Corriere della Sera, 11 giugno 2019
Il calcio è uno sport per signorine?
Caro Aldo, ho assistito con grandissima soddisfazione alla partita di calcio femminile Australia-Italia. Quasi due ore di gioco corretto, rispettoso, senza finzioni, simulazioni, ostentazioni cui i nostri giocatori sembrano molto affezionati. Inoltre, la telecronaca era chiara, precisa e senza inutili commenti.
Ho guardato la partita con sospetto perché il calcio femminile non riuscivo proprio a vederlo. Invece mi sono divertito. Ho visto grandi miglioramenti tattici tecnici e fisici. Brave ragazze: una grande vittoria!
Nel calcio femminile, o in altri sport nati maschili ma praticati in versione femminile, mi sembra che manchi l’aspetto spettacolare, che è ciò che mi attira di più. Poi lo sport competitivo o fatto solo per diletto può essere praticato da chiunque nei modi e con le finalità che meglio si adattino alla propria personalità.
Ho avuto brividi ed emozioni forti! Fino all’ultimo, fino al 95° col gol di Bonansea.
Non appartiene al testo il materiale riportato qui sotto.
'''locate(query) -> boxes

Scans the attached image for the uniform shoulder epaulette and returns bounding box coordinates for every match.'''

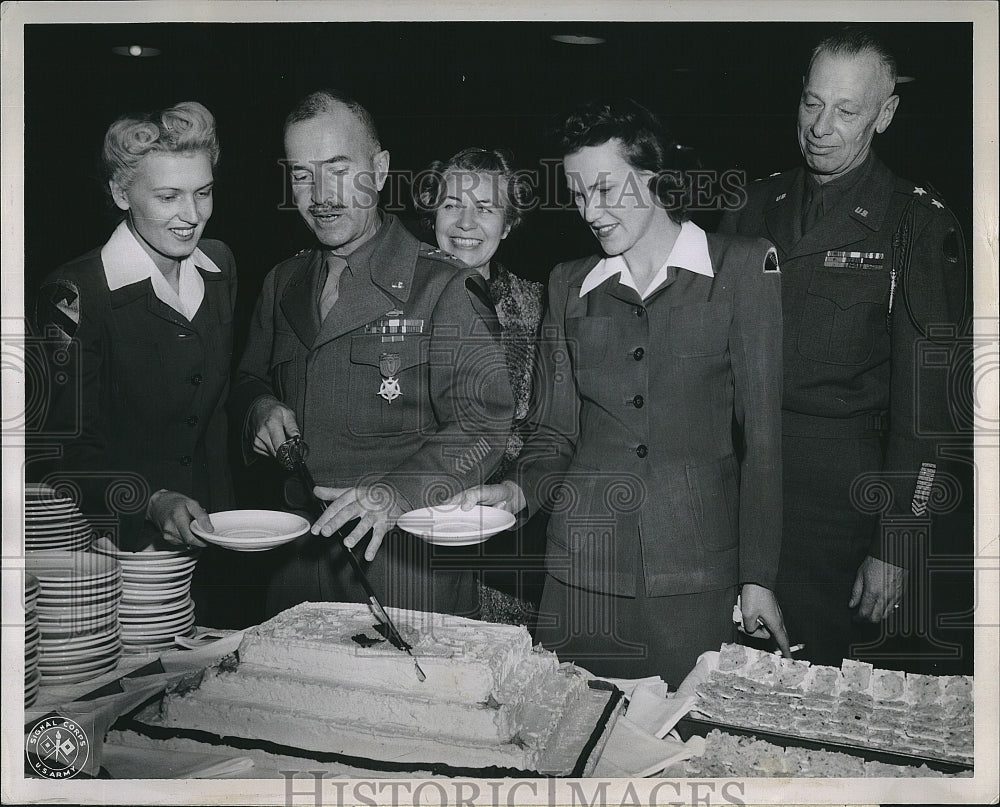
[752,171,785,182]
[896,179,947,210]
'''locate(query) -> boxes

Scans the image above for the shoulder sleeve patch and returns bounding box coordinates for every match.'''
[35,280,80,342]
[764,247,781,274]
[465,277,496,314]
[941,230,961,263]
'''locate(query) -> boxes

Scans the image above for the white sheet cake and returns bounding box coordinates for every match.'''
[694,644,974,764]
[149,603,620,773]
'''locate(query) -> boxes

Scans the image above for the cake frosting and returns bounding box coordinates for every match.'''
[157,603,620,773]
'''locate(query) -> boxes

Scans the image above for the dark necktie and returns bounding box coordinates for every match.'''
[319,252,347,322]
[802,185,823,235]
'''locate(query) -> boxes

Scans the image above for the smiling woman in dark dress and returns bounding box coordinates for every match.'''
[418,148,545,625]
[36,102,236,624]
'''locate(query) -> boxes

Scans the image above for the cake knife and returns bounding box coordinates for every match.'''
[277,435,427,682]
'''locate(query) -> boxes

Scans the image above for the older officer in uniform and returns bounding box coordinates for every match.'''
[454,101,788,687]
[233,91,513,614]
[720,28,966,664]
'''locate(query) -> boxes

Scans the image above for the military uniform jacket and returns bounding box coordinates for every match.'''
[720,154,967,563]
[37,239,236,547]
[233,215,514,509]
[513,234,781,596]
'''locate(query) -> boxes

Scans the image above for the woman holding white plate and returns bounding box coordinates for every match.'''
[452,101,788,687]
[417,148,545,626]
[36,101,236,624]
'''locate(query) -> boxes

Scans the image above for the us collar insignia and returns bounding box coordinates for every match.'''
[376,353,403,403]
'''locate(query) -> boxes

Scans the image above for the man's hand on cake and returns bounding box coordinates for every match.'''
[249,396,299,457]
[740,583,792,658]
[146,490,215,546]
[847,555,906,623]
[312,485,404,560]
[446,479,528,513]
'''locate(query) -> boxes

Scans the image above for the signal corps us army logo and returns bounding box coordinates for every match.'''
[24,715,90,779]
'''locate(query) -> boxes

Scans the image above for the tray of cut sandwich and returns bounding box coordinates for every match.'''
[677,644,974,773]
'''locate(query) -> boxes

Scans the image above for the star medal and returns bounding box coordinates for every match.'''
[378,353,403,403]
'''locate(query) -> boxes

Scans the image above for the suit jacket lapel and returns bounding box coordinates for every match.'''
[764,168,803,255]
[786,154,895,258]
[281,249,323,347]
[314,217,410,347]
[111,279,191,328]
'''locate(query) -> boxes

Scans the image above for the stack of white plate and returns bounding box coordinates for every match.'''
[24,484,93,552]
[95,539,198,653]
[24,574,42,706]
[25,552,122,686]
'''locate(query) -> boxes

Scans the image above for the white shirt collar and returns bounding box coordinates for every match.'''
[101,221,222,322]
[580,221,715,300]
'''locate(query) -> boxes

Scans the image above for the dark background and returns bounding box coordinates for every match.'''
[25,22,972,296]
[24,22,973,672]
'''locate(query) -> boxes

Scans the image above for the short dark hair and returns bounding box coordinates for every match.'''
[806,25,898,95]
[413,147,532,230]
[284,89,382,151]
[553,98,688,224]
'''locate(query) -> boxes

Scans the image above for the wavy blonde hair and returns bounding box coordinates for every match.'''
[102,101,219,189]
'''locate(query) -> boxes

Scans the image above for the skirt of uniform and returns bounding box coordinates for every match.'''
[535,575,736,689]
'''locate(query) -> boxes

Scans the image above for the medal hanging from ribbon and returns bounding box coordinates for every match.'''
[378,353,403,403]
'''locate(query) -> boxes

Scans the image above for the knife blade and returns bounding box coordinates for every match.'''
[285,452,427,682]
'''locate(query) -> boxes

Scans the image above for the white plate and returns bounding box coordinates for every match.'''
[39,623,121,653]
[38,647,122,675]
[24,552,121,588]
[122,615,195,645]
[397,504,516,546]
[42,656,119,686]
[191,510,309,552]
[118,600,194,628]
[121,586,190,607]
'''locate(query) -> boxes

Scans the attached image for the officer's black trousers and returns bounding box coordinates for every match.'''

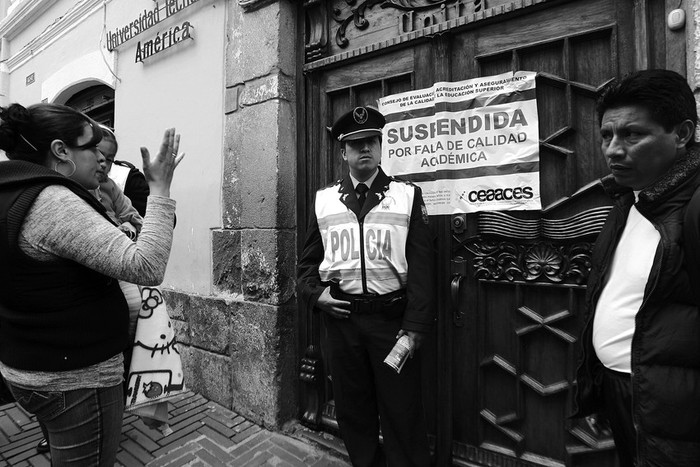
[323,313,430,467]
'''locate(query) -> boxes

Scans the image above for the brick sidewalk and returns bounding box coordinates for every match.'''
[0,392,350,467]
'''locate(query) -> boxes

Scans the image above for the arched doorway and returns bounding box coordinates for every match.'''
[65,84,114,128]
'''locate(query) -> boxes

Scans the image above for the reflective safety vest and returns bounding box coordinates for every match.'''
[315,181,415,295]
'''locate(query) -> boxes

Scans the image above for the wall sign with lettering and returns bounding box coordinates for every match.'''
[134,21,194,63]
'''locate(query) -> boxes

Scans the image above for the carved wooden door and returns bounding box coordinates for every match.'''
[298,0,685,467]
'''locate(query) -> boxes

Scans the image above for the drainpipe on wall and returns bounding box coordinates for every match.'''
[0,37,10,107]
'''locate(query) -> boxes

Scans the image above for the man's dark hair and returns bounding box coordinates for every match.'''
[596,70,698,147]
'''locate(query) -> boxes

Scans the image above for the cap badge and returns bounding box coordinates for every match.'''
[352,107,369,125]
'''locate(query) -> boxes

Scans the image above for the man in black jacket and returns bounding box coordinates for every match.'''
[298,107,435,467]
[576,70,700,467]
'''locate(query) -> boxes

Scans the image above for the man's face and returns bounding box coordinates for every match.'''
[97,138,117,183]
[342,136,382,182]
[600,105,682,190]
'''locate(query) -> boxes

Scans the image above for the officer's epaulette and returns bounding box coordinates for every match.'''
[389,175,418,188]
[318,178,343,191]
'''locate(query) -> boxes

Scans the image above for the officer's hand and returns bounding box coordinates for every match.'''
[316,287,350,319]
[396,329,425,358]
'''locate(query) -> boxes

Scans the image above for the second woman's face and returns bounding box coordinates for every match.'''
[68,123,104,190]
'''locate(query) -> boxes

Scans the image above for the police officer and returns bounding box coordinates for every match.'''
[298,107,434,467]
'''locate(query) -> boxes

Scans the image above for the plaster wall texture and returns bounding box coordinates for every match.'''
[113,0,226,295]
[0,0,297,427]
[190,1,297,426]
[1,1,108,106]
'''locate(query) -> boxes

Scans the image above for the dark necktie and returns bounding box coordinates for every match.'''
[355,183,369,209]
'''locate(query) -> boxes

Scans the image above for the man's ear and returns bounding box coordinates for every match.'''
[49,139,69,161]
[676,119,695,149]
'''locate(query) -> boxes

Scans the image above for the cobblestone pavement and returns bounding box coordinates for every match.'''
[0,392,350,467]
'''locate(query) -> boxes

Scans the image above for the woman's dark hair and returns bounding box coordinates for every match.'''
[0,104,102,164]
[98,123,119,153]
[596,70,698,147]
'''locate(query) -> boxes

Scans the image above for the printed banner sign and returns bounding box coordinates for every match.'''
[378,71,541,215]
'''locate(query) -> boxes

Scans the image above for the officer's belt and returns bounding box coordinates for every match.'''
[331,286,406,314]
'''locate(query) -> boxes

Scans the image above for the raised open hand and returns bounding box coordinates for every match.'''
[141,128,185,197]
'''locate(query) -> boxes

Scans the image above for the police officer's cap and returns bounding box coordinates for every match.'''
[331,107,386,141]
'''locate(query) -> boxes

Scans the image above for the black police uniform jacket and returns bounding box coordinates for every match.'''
[574,149,700,466]
[297,168,435,332]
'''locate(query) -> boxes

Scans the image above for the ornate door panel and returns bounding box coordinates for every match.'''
[298,0,685,467]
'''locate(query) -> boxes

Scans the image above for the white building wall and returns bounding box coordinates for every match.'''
[0,0,226,295]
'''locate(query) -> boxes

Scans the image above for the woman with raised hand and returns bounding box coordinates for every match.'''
[0,104,182,467]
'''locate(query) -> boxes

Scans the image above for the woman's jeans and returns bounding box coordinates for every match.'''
[8,382,124,467]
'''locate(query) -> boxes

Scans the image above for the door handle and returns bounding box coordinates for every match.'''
[450,256,467,327]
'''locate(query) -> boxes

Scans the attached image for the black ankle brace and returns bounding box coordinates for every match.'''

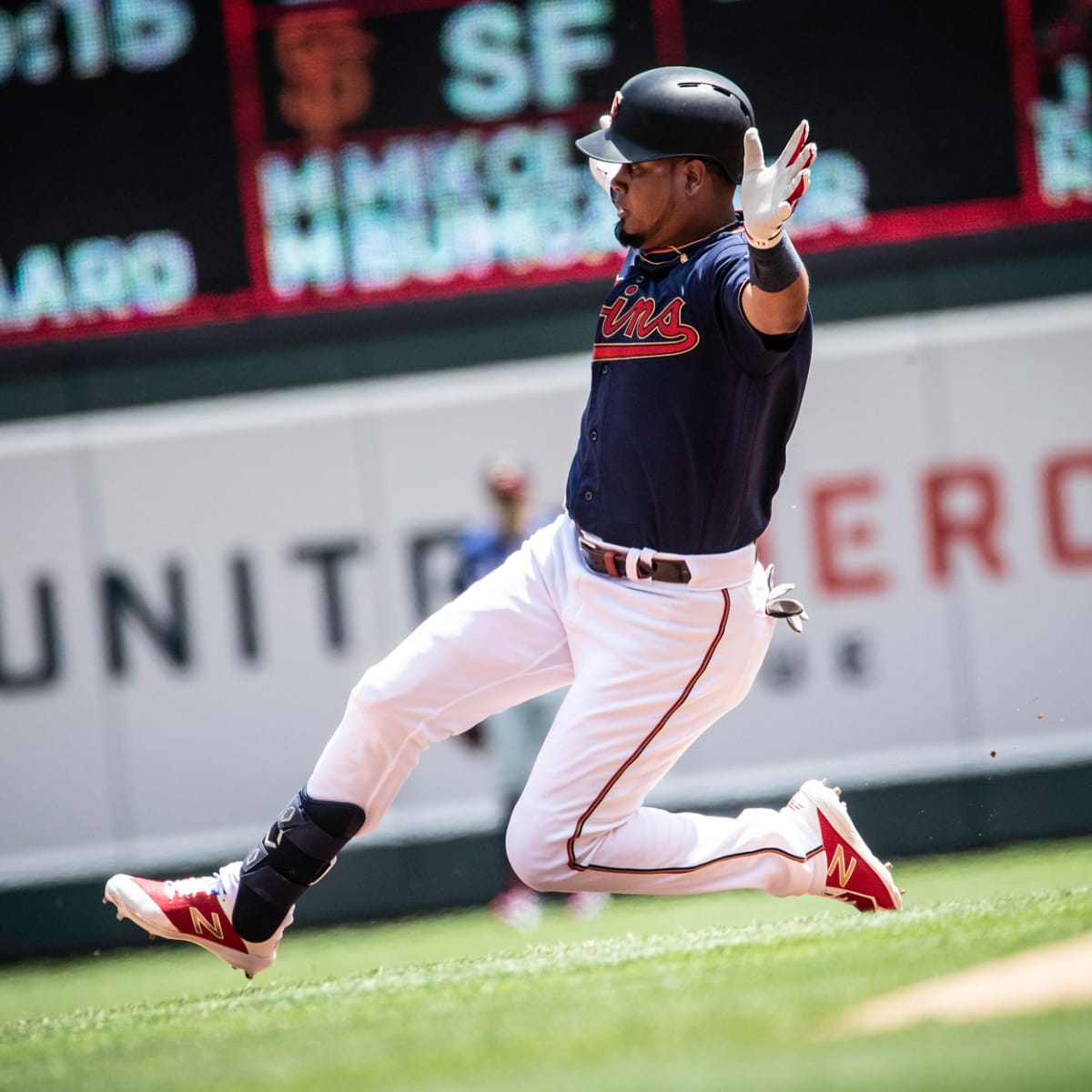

Altro che i maschi superpagati!
Le donne sono in media più goffe e scoordinate degli uomini e il campo è parecchi metri di troppo. Ma vincere al 95° è un bel segnale anche per i maschietti.
Cari lettori,
Domenica ho visto un pezzo di Australia-Italia in un bar affollato di uomini. Quasi tutti tifavano Australia. Ho ripensato al bel libro di Massimo Fini e Giancarlo Padovan, «Storia reazionaria del calcio» (Marsilio), in cui si afferma che «il calcio è sport omosessuale»; nel senso che secondo Fini – Padovan dissente – andrebbe praticato, visto e tifato solo da uomini. Però in curva ormai vanno molte donne. Gli stadi in Francia sono pieni, gli ascolti tv buoni. Il Mondiale femminile sarà un successo. E quando la Bonansea ha segnato il gol del 2 a 1, più d’un avventore del bar si è lasciato andare al gesto dell’ombrello davanti alle povere australiane: «Tiè!».